Indian social activist (died 2026)

Bharat Bhushan Tiwari (c. 1998 – 17 June 2026) was an Indian student and social activist from Bhojpur district, Bihar. He gained national attention following his controversial death in a police encounter in June 2026. The incident, which was live-streamed on social media, sparked widespread protests and allegations of a staged killing, leading the Government of Bihar to order a judicial inquiry.

== Early life and activism ==
Tiwari was born in Belauthi village, located in the Shahpur police station area of Bhojpur district, Bihar, to a retired police driver, Shree Kashinath Tiwari, and Shreemati Asha Devi. He held a Bachelor of Science degree.

Locally, Tiwari was known as a public advocate and social worker. He frequently raised community issues before the district administration and was described by political leaders and local residents as a vocal supporter of marginalized groups, including Scheduled Castes, Scheduled Tribes, Other Backward Classes (OBC), and impoverished communities.

== Political response and investigations ==
On 17 June 2026, Shahpur Police, alongside the Special Task Force (STF), went to Tiwari's locality and asked for his surrender alleging that he was in possession of an unlicensed firearm. Subsequently, Tiwari came to the police and demanded that all the pending development projects of his village be completed. After a verbal agreement with a police officer, Tiwari threw the gun aside during a Facebook live stream and surrendered himself. After surrendering, the police shot him five times. He later died from his injuries. According to eye witnesses, police shot him three times on the spot and two times later in the police vehicle. The incident drew condemnation across the political spectrum. Opposition leader Tejashwi Yadav demanded an apology from the government regarding FIRs filed against Tiwari's family members. Ruling alliance members, including Janata Dal (United) leader Sanjay Jha and representatives from the Lok Janshakti Party (Ram Vilas), questioned the legitimacy of the encounter and demanded high-level investigations. Former Home Secretary of India Raj Kumar Singh visited Tiwari's family, calling for a fair probe and the withdrawal of cases registered against the protesters and the victim's relatives.
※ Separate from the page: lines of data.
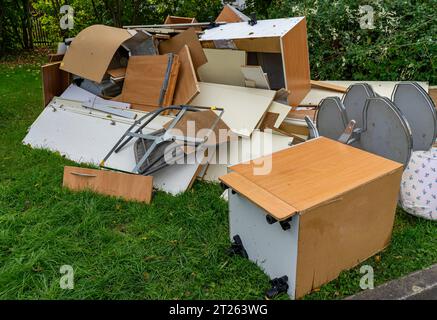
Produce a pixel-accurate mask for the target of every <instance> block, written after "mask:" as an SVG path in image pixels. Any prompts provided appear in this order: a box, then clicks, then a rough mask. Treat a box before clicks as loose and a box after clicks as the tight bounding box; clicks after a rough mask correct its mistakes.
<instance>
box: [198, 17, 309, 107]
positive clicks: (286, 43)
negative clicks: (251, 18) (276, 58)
mask: <svg viewBox="0 0 437 320" xmlns="http://www.w3.org/2000/svg"><path fill="white" fill-rule="evenodd" d="M200 40H201V42H202V45H203V46H204V47H205V48H218V49H220V48H223V47H225V48H229V47H231V46H233V49H238V50H244V51H247V52H255V53H266V52H267V53H280V55H281V58H282V59H281V60H282V73H283V77H284V82H285V86H281V87H285V88H286V89H287V90H289V91H290V97H289V103H290V105H292V106H297V105H298V104H299V103H300V102H301V101H302V99H303V98H304V97H305V96H306V94H307V93H308V92H309V90H310V87H311V85H310V68H309V57H308V44H307V32H306V20H305V18H304V17H298V18H286V19H271V20H258V21H257V23H256V24H254V25H251V24H249V23H247V22H238V23H228V24H225V25H222V26H219V27H217V28H212V29H209V30H205V32H204V34H203V35H201V37H200ZM223 43H226V45H225V46H223V45H222V44H223ZM257 65H261V66H262V68H263V70H264V72H266V73H267V74H268V77H269V80H270V85H271V87H272V88H275V86H274V83H275V81H274V80H272V76H271V75H270V73H269V70H268V69H267V68H265V67H264V65H262V64H257Z"/></svg>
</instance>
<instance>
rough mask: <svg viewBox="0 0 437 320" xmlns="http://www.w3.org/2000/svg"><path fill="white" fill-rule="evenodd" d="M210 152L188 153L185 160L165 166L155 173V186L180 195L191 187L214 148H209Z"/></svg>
mask: <svg viewBox="0 0 437 320" xmlns="http://www.w3.org/2000/svg"><path fill="white" fill-rule="evenodd" d="M207 150H208V152H205V153H202V152H193V153H190V154H187V156H186V158H185V160H184V162H182V163H176V164H174V165H171V166H168V167H165V168H164V169H161V170H159V171H158V172H155V173H154V174H153V185H154V186H155V188H158V189H160V190H164V191H165V192H168V193H170V194H172V195H178V194H180V193H182V192H185V191H187V190H188V189H190V188H191V186H192V185H193V183H194V181H195V180H196V177H197V175H198V174H199V173H200V171H201V169H202V165H203V164H206V163H208V161H209V159H210V157H212V156H213V155H214V148H208V149H207Z"/></svg>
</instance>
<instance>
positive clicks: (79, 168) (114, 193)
mask: <svg viewBox="0 0 437 320" xmlns="http://www.w3.org/2000/svg"><path fill="white" fill-rule="evenodd" d="M63 186H64V187H66V188H68V189H71V190H75V191H83V190H91V191H94V192H96V193H100V194H104V195H108V196H114V197H119V198H123V199H125V200H133V201H139V202H145V203H150V201H151V199H152V189H153V177H151V176H142V175H136V174H127V173H122V172H116V171H108V170H97V169H88V168H79V167H72V166H65V167H64V179H63Z"/></svg>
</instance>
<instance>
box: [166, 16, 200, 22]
mask: <svg viewBox="0 0 437 320" xmlns="http://www.w3.org/2000/svg"><path fill="white" fill-rule="evenodd" d="M196 22H197V20H196V18H189V17H177V16H167V18H165V21H164V24H187V23H196Z"/></svg>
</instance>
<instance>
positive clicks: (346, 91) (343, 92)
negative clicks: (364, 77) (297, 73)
mask: <svg viewBox="0 0 437 320" xmlns="http://www.w3.org/2000/svg"><path fill="white" fill-rule="evenodd" d="M311 86H312V87H315V88H320V89H326V90H330V91H336V92H341V93H346V92H347V88H346V87H343V86H339V85H336V84H332V83H327V82H321V81H316V80H311Z"/></svg>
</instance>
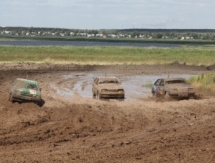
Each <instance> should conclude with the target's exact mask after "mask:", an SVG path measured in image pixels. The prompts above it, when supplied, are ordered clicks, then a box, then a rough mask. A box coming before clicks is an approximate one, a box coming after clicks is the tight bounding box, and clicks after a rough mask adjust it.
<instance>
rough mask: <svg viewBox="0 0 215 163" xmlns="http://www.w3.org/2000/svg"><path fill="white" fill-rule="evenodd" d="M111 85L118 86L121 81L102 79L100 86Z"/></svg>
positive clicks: (109, 79)
mask: <svg viewBox="0 0 215 163" xmlns="http://www.w3.org/2000/svg"><path fill="white" fill-rule="evenodd" d="M109 83H114V84H117V83H119V81H118V80H117V79H101V80H99V84H109Z"/></svg>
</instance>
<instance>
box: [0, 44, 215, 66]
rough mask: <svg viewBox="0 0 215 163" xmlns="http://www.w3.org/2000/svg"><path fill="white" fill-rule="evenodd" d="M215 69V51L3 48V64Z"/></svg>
mask: <svg viewBox="0 0 215 163" xmlns="http://www.w3.org/2000/svg"><path fill="white" fill-rule="evenodd" d="M31 61H32V62H50V63H76V64H98V65H110V64H178V63H179V64H186V65H207V66H208V65H214V64H215V48H213V47H192V46H184V47H180V48H156V47H154V48H153V47H151V48H138V47H77V46H40V47H36V46H0V62H31Z"/></svg>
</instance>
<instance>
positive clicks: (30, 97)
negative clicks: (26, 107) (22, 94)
mask: <svg viewBox="0 0 215 163" xmlns="http://www.w3.org/2000/svg"><path fill="white" fill-rule="evenodd" d="M13 99H14V100H18V101H24V100H26V101H35V102H39V101H40V100H41V97H39V96H23V95H13Z"/></svg>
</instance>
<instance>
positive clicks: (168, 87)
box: [166, 84, 193, 89]
mask: <svg viewBox="0 0 215 163" xmlns="http://www.w3.org/2000/svg"><path fill="white" fill-rule="evenodd" d="M166 88H168V89H185V88H187V89H188V88H193V87H192V86H191V85H189V84H168V85H166Z"/></svg>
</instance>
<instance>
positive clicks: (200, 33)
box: [0, 27, 215, 41]
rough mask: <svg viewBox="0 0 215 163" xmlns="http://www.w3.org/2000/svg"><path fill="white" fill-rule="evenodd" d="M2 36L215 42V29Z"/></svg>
mask: <svg viewBox="0 0 215 163" xmlns="http://www.w3.org/2000/svg"><path fill="white" fill-rule="evenodd" d="M0 36H3V37H4V36H16V37H19V36H22V37H23V36H24V37H33V36H37V37H40V36H43V37H53V36H55V37H82V38H83V37H87V38H89V37H92V38H95V37H100V38H135V39H146V40H147V39H166V40H210V41H214V40H215V29H66V28H42V27H41V28H39V27H0Z"/></svg>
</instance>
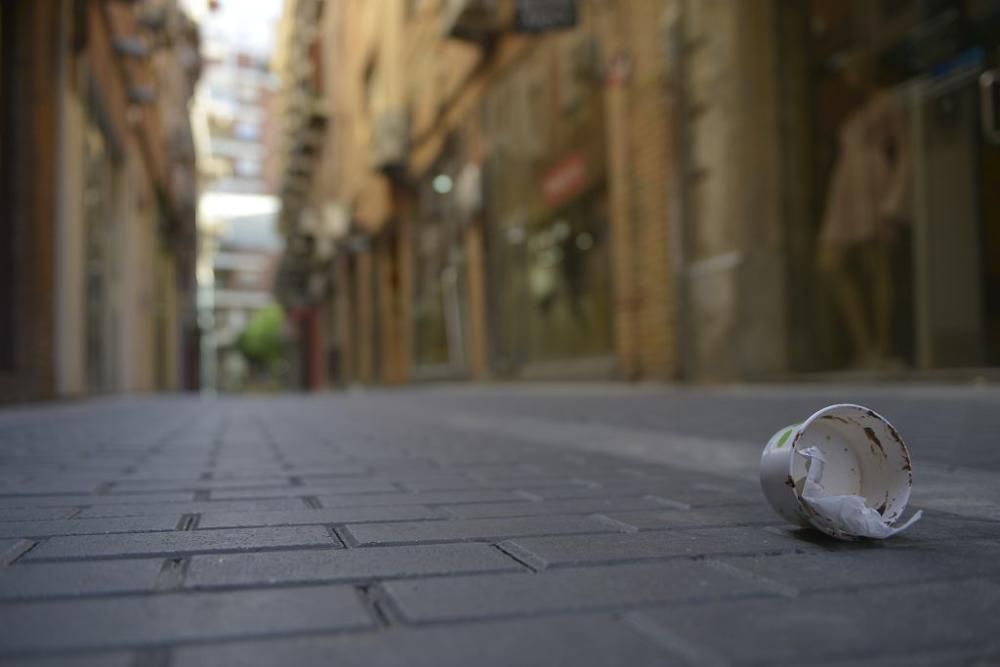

On 19 June 2026, in response to the mounting pressure, the Bihar Police suspended four officers present during the encounter, including a Station House Officer (SHO), Sub-Inspector, and Assistant Sub-Inspector. On 20 June, the Bihar government announced an independent judicial inquiry under the supervision of a retired High Court judge.

Additionally, a letter petition was filed before the Chief Justice of India by Supreme Court advocate Narendra Mishra, seeking suo motu cognizance of the case. The petition demanded the registration of a murder case against the involved officers, the transfer of the investigation to an independent agency such as the Central Bureau of Investigation (CBI) or a Special Investigation Team (SIT), and strict adherence to Supreme Court guidelines regarding police encounters.